Legalisasi Perkebunan Sawit Ilegal: Ancaman Baru bagi Hutan Indonesia

ILUSTRASI

Kebijakan terbaru Pemerintah yang melegalkan hampir 800 ribu hektare perkebunan sawit dalam kawasan hutan menuai kritik tajam.

Kebijakan ini didasarkan pada Surat Keputusan Menteri Kehutanan (SK Menhut) 36 Tahun 2025 yang dinilai lebih menguntungkan korporasi besar dibandingkan melindungi lingkungan dan masyarakat adat.

SK ini mencatat bahwa terdapat 436 perusahaan perkebunan sawit yang sebelumnya beroperasi tanpa izin sah di kawasan hutan.

Dari jumlah tersebut, sekitar 790.474 hektare kebun sawit masih dalam proses penyelesaian administrasi agar memenuhi kriteria aturan yang berlaku.

Sementara itu, permohonan legalisasi terhadap 317.253 hektare kebun sawit ditolak karena tidak memenuhi ketentuan Pasal 110A Undang-Undang Cipta Kerja.

Lalu Hendri Bagus, peneliti Transparency International Indonesia (TII), mengungkapkan bahwa kebijakan ini memberikan keuntungan besar bagi korporasi yang telah lama beroperasi secara ilegal.

“Kebijakan pemutihan ini hanya memberi legitimasi instan kepada perusahaan-perusahaan besar yang selama bertahun-tahun melanggar hukum tanpa konsekuensi berarti,” ujarnya, dilansir mongabay.co.id.

Menurut Hendri, kebijakan tersebut berpotensi memperburuk tata kelola industri sawit di Indonesia.

“Keputusan ini hanya menambah catatan buruk dalam pengelolaan sumber daya alam kita.
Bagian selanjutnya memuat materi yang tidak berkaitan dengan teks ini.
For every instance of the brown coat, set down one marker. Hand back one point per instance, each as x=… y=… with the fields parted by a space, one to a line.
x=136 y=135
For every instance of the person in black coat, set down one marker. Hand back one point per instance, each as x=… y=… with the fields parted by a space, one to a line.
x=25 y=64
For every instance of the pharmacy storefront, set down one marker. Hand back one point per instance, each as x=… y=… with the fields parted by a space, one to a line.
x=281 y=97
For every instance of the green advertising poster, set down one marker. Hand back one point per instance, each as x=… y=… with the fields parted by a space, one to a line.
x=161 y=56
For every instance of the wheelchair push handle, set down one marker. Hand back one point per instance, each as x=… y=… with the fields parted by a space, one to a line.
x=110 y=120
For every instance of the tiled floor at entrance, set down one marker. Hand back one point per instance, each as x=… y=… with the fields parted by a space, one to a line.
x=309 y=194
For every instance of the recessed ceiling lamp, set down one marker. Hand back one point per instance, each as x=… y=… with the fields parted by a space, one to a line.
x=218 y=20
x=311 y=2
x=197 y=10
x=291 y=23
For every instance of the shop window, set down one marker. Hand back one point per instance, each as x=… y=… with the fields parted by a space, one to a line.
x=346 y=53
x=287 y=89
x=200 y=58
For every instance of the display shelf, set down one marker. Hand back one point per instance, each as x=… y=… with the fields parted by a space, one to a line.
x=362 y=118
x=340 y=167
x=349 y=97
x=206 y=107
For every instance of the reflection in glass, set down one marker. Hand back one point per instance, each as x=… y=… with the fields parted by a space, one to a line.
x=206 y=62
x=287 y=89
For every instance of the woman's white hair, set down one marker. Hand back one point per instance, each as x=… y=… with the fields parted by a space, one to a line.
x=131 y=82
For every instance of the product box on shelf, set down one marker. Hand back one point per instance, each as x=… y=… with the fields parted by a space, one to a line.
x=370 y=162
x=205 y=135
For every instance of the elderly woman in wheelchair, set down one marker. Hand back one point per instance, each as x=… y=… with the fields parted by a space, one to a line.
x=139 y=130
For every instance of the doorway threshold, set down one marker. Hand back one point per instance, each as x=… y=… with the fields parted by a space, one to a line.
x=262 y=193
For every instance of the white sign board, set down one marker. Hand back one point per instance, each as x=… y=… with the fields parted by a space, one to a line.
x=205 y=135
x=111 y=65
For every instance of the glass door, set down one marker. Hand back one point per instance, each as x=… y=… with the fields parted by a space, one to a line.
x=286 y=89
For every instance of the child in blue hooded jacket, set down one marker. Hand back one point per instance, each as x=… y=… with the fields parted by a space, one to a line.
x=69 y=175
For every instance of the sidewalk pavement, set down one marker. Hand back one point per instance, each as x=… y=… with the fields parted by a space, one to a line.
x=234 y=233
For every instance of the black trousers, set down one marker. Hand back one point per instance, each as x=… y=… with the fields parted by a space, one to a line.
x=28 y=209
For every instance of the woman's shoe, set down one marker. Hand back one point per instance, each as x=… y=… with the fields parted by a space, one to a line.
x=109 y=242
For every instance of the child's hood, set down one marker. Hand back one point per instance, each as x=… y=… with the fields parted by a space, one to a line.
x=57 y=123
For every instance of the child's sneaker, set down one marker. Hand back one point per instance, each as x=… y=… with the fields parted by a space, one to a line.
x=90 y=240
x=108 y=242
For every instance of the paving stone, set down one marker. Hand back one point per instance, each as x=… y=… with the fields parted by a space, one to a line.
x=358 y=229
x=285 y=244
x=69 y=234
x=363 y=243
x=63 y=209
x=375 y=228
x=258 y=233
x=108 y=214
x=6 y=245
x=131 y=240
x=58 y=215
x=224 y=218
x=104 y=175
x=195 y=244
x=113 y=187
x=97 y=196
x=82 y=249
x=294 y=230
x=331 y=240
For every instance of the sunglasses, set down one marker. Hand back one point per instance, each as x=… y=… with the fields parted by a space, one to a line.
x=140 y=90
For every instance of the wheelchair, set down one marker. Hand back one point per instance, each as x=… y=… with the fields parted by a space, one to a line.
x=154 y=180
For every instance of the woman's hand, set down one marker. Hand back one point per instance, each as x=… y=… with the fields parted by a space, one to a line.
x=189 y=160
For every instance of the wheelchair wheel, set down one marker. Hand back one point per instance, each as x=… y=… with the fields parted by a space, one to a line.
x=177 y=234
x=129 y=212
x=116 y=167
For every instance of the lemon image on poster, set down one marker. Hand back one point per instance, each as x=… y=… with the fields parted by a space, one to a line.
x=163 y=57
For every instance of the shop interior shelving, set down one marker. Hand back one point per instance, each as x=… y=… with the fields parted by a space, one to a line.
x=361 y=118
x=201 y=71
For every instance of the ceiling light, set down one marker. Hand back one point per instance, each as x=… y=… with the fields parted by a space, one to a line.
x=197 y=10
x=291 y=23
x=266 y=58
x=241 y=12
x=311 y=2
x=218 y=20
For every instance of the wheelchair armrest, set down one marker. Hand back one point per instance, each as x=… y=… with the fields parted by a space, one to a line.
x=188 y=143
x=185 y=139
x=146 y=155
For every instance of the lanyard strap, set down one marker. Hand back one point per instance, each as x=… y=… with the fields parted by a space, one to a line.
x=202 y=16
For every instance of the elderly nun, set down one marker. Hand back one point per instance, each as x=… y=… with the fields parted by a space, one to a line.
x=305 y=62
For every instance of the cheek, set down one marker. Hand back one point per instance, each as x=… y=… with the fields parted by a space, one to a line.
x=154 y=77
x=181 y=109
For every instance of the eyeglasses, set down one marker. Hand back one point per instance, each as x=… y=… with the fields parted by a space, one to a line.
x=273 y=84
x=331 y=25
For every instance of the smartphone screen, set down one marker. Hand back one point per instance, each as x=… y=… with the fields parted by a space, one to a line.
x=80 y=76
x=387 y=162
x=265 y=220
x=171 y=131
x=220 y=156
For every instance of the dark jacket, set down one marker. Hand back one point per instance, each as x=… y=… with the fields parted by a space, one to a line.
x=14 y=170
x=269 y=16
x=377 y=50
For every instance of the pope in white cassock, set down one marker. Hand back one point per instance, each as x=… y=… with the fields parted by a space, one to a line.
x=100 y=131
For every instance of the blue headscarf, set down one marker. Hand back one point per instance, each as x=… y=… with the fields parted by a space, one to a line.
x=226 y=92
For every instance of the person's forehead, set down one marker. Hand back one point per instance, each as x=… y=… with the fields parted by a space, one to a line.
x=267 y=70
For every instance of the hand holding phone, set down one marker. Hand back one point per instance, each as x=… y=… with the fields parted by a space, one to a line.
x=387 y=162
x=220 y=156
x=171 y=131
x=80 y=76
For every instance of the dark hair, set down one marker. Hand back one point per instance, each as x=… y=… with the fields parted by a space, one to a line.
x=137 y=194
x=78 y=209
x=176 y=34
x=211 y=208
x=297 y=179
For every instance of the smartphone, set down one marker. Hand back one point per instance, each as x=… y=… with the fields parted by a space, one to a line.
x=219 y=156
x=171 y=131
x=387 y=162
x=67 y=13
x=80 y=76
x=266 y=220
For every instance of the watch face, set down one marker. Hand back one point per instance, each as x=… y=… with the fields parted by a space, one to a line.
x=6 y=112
Alih-alih memperbaiki sektor perkebunan sawit, kebijakan ini justru semakin meminggirkan petani kecil dan komunitas adat yang berada dalam posisi paling rentan,” tegasnya.

Data dari Kementerian Lingkungan Hidup dan Kehutanan (KLHK) menunjukkan bahwa melalui berbagai Surat Keputusan (SK Datin I-XII), sebanyak 1,7 juta hektare kebun sawit telah mendapatkan legalitas Kementerian Lingkungan.
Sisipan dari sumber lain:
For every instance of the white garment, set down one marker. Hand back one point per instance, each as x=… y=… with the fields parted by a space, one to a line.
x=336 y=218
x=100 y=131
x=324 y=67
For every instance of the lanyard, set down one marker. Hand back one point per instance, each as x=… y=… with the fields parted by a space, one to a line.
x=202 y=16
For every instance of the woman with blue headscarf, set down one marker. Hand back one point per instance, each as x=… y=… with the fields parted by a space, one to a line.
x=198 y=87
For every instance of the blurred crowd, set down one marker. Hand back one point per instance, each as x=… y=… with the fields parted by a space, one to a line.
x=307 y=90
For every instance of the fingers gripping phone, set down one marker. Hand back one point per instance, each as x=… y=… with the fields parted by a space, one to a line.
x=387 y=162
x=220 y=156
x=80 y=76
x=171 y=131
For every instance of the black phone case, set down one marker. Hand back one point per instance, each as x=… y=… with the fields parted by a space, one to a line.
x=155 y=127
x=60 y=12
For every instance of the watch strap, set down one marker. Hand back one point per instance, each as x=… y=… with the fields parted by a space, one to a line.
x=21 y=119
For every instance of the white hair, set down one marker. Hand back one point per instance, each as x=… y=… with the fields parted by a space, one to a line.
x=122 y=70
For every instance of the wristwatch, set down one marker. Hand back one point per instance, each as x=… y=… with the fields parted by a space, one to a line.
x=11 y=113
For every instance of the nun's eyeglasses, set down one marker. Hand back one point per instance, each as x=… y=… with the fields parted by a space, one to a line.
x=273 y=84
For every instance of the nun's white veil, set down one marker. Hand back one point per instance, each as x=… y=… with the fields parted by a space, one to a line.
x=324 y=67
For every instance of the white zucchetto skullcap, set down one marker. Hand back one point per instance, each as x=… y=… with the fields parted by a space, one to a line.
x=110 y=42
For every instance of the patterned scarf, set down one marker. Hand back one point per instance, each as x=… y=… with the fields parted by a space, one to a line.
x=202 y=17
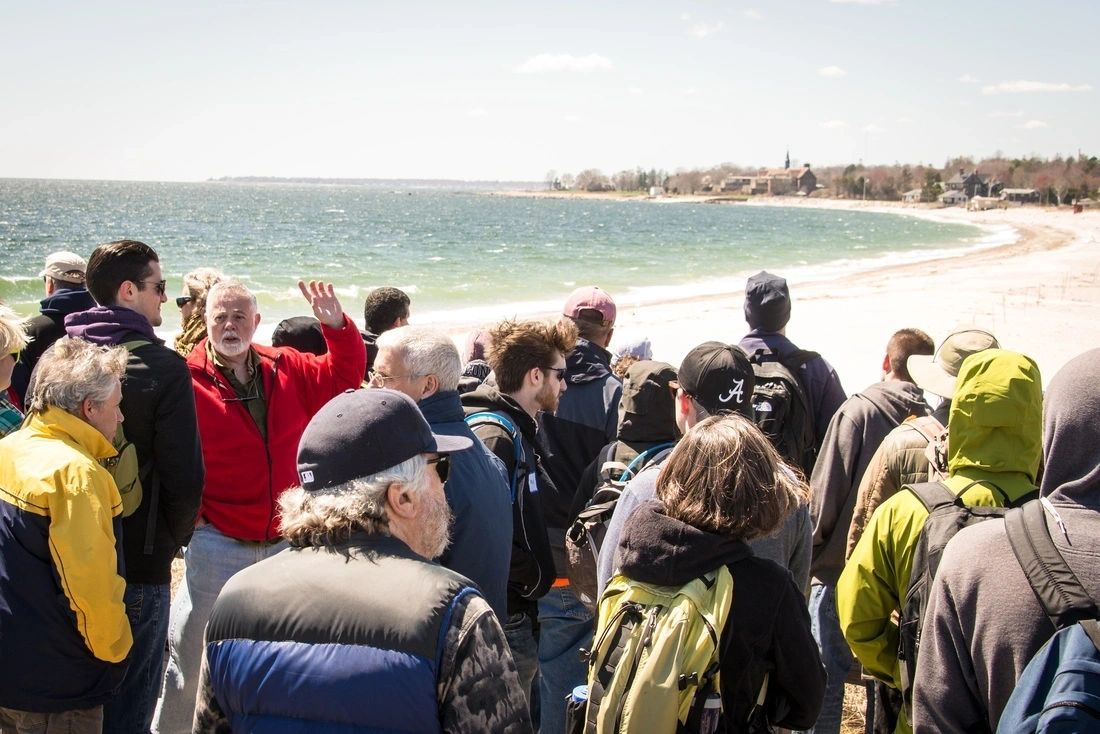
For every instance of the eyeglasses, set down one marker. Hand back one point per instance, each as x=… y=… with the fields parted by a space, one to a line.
x=442 y=467
x=158 y=285
x=559 y=371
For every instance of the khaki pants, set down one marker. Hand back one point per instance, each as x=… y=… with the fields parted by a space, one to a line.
x=83 y=721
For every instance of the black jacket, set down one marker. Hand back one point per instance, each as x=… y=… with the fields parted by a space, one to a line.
x=158 y=406
x=44 y=330
x=768 y=628
x=531 y=571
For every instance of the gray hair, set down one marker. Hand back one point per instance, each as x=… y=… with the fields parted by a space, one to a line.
x=329 y=516
x=426 y=351
x=231 y=286
x=12 y=336
x=73 y=371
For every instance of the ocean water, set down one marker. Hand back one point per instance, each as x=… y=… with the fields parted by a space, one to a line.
x=464 y=256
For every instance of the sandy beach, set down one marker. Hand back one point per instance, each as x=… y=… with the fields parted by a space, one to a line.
x=1037 y=295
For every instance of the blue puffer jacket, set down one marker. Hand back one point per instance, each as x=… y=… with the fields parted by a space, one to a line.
x=479 y=494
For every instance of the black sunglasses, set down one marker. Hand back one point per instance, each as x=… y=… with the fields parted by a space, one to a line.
x=442 y=467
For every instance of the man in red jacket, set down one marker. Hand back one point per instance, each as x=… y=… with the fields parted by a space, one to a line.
x=253 y=404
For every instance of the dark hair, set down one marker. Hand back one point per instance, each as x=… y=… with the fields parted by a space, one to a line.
x=383 y=307
x=904 y=343
x=725 y=477
x=114 y=263
x=519 y=347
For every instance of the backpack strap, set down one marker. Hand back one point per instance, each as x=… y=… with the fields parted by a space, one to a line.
x=1056 y=587
x=488 y=418
x=642 y=460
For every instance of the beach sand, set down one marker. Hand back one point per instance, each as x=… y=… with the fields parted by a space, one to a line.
x=1036 y=295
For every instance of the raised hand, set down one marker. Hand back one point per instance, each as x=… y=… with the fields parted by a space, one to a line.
x=323 y=302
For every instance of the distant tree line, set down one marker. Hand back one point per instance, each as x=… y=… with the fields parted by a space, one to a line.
x=1058 y=179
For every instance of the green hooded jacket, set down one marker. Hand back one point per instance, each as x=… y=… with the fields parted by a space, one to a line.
x=996 y=430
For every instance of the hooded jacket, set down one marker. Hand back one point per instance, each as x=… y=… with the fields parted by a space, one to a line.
x=583 y=424
x=994 y=436
x=768 y=628
x=646 y=419
x=853 y=436
x=477 y=493
x=44 y=330
x=983 y=623
x=64 y=634
x=158 y=407
x=531 y=571
x=245 y=470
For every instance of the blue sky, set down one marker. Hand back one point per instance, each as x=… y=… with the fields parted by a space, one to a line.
x=508 y=90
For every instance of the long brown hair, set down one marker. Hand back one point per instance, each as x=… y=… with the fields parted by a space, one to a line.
x=724 y=477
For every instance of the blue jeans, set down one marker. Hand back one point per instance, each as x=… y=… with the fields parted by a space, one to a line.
x=564 y=627
x=835 y=654
x=130 y=710
x=210 y=559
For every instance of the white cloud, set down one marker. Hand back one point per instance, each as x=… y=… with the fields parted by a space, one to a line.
x=1023 y=86
x=703 y=30
x=551 y=63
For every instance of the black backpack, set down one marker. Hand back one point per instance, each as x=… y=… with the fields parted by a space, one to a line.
x=947 y=515
x=585 y=537
x=780 y=406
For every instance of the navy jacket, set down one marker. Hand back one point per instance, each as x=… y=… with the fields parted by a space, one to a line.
x=479 y=495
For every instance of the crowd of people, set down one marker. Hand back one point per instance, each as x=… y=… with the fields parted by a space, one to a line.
x=382 y=533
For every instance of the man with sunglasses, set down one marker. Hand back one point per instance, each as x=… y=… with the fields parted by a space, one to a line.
x=253 y=404
x=124 y=278
x=528 y=361
x=352 y=627
x=424 y=363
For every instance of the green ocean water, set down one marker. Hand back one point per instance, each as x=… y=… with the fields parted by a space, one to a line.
x=463 y=255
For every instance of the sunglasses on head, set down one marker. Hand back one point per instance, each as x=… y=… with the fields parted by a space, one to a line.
x=442 y=467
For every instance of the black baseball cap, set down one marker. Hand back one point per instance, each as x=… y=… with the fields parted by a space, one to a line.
x=767 y=302
x=363 y=431
x=719 y=378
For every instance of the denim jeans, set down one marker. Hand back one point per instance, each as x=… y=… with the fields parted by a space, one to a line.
x=519 y=632
x=835 y=654
x=79 y=721
x=131 y=708
x=210 y=560
x=564 y=627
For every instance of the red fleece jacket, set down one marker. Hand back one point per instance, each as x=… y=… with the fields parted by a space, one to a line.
x=244 y=473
Dari jumlah tersebut, setidaknya 1.679 izin diberikan kepada perkebunan sawit yang sebelumnya tidak memiliki status hukum yang jelas.

Selain itu, berdasarkan dokumen yang diperoleh dari KLHK, lebih dari 1.000 perusahaan sawit korporasi mendapatkan legalisasi, meskipun sebelumnya beroperasi secara ilegal selama bertahun-tahun sebelum adanya Undang-Undang Cipta Kerja.
Data KLHK pada 2019 juga menunjukkan bahwa sekitar 3,37 juta hektare perkebunan sawit berada dalam kawasan hutan, yang seharusnya mendapatkan penegakan hukum ketat guna mencegah deforestasi dan kerusakan lingkungan.

Namun, alih-alih menindak tegas pelanggaran tersebut, pemerintah justru memberikan jalan bagi perusahaan untuk mendapatkan legalitas melalui Pasal 110A dan 110B UU Cipta Kerja.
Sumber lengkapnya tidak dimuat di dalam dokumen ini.